Uploaded 16 Mar @ 15:07pm
Thermal analysis is widely used in the polymer, petrochemical, chemical, pharmaceutical, automotive, microelectronics, food, and cosmetics industries as well as in scientific research. Here, Mettler Toledo explains the various effects that can be measured by thermal analysis to characterise a thermoplastic.
Polyethylene terephthalate (PET) is a polyester produced in a poly condensation reaction between terephtlialic acid and ethylene glycol. It is used for many different applications; one of the most well-known is the manufacture of plastic bottles in the beverage industry. It is also used as a fibre in the sports clothing industry because of its excellent crease-, tear- and weather-resistance properties and low water absorption.
Films of 1 to 500 micron are used for packaging materials, for the manufacture of furniture, sunshades, and so on. The finished films are often coated or laminated with other films and are widely used in the food industry, for example for packaging coffee or other foodstuffs to prevent the loss of aroma. The characterisation of the properties of the material is therefore very important in order to guarantee constant quality.
Thermal analysis is employed in research and development, process optimisation, quality control, material failure and damage analysis as well as to analyse competitive products. For example, the influence of moisture content, additives, plasticisers or fillers, and the content of impurities and contaminants can be determined from thermal measurements. Furthermore, the different methods yield information about the processing, thermal history and pre-treatment (storage and use), mechanical stress or strain, and dimensional changes.
It encompasses a group of techniques that are used to measure the physical properties of a substance as a function of time while the substance is subjected to a controlled temperature program. The techniques include DSC (Differential Scanning Calorimetry), TGA (Thermogravimetric Analysis), TMA (Thermomechanical Analysis) and DMA (Dynamic Mechanical Analysis).
Focusing on DSC, a technique that measures the heat flow of samples as a function of temperature or time, this method allows physical transitions and chemical reactions to be quantitatively measured. Used to analyse PET the key measures include glass transition; cold crystallisation; recrystallisation; melting; thermal history; oxidation induction time, and decomposition.
The glass transition is a reversible transition that occurs when an amorphous material is heated or cooled in a particular temperature range. It is characterised by the glass transition temperature, T. On cooling, the material becomes brittle like a glass, and on heating becomes soft. In the case of thermoplastics, the glass transition correlates with the region above which the material can be moulded. The glass transition is exhibited by semi-crystalline or completely amorphous solids as well as by ordinary glasses and plastics (organic polymers).
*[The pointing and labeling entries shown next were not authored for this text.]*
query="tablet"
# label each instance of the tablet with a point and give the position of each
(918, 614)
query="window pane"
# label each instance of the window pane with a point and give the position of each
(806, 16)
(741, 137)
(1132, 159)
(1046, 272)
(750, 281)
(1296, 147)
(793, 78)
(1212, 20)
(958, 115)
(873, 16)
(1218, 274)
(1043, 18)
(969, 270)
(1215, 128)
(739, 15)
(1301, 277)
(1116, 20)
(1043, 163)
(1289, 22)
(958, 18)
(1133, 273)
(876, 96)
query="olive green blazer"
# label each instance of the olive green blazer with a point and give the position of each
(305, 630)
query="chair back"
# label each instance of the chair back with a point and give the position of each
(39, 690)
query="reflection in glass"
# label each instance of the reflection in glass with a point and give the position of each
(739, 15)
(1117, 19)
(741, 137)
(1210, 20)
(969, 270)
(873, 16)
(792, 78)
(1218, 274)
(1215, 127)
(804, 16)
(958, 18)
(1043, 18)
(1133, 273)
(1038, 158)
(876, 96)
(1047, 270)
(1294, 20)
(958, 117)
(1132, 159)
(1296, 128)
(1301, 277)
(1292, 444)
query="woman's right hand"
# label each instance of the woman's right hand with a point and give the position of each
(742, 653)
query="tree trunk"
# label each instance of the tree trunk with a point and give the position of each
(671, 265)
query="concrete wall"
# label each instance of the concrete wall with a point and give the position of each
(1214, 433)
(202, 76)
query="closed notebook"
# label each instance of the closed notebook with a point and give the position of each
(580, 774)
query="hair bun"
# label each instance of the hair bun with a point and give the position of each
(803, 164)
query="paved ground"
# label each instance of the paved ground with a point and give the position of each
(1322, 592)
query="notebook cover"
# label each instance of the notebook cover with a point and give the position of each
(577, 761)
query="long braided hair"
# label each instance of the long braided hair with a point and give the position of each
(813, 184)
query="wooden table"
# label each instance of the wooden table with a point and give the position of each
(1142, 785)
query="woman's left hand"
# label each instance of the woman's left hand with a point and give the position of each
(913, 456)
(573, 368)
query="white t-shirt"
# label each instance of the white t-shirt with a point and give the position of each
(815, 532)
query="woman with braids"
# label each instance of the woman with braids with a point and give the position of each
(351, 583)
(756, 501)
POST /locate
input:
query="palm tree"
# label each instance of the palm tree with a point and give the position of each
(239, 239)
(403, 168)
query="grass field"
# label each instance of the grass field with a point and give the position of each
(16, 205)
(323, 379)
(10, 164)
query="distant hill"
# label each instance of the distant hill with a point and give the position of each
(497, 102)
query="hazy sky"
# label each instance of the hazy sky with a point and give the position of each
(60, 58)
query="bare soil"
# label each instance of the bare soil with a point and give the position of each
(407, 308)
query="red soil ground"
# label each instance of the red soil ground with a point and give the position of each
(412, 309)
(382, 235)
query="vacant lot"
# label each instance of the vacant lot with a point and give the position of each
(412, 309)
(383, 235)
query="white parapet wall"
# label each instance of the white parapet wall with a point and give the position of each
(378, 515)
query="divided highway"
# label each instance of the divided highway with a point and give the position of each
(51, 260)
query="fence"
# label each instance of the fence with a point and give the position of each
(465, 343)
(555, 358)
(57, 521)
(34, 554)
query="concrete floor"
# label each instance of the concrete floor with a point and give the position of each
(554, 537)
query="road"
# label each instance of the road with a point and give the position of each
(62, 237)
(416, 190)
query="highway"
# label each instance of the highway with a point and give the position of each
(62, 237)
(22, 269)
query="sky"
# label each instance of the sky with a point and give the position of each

Above the glass transition, glasses or organic polymers become soft and can be plastically deformed or moulded without breaking. This behaviour is one of the properties that make plastics so useful. Cold crystallisation is an exothermic crystallisation process. It is observed on heating a sample that has previously been cooled very quickly without time to crystallise. Below the glass transition, molecular mobility is severely restricted and cold crystallisation does not occur; above the glass transition, small crystallites are formed at relatively low temperatures. The process is called cold crystallisation.
Melting is the transition from the solid to the liquid state. An endothermic process, it occurs at a defined temperature for pure substances. The temperature remains constant during the transition: the heat supplied is required to bring about the change of state and is known as the latent heat of melting.
Recrystallisation is a type of reorganisation process in which larger crystallites are formed from smaller crystallites. The process is heating-rate dependent: the lower the heating rate, the more time there is for reorganisation.
Thermal history is often straightforward with a number of heating, slow or shock cooling and annealing profiles applied to samples. These can then be checked for changes in glass transition and/or cold crystallisation.
Finally, there are two DSC methods known as OIT (Oxidation Induction Time) and OOT (Onset Oxidation Temperature) that are used to measure the oxidative stability of polymers and oils. The methods simulate the accelerated chemical aging of products and allow information to be obtained about their relative stability. For example, different materials can be compared with one another or samples of the same material containing different additives can be analysed to determine the influence of an additive.
The OIT measurement is often performed in crucibles made of different metals in order to determine the influence of the particular metal on the stability. The OIT is the time interval from when the purge gas is switched to oxygen to the onset of oxidation. The oxidative stability of samples can also be compared by measuring the OOT. In this method, the sample is heated in an oxygen atmosphere and the onset temperature at which oxidation begins is evaluated. Since OIT measurements are easy to perform and do not take much time, they are often used in quality control to compare the stability of products.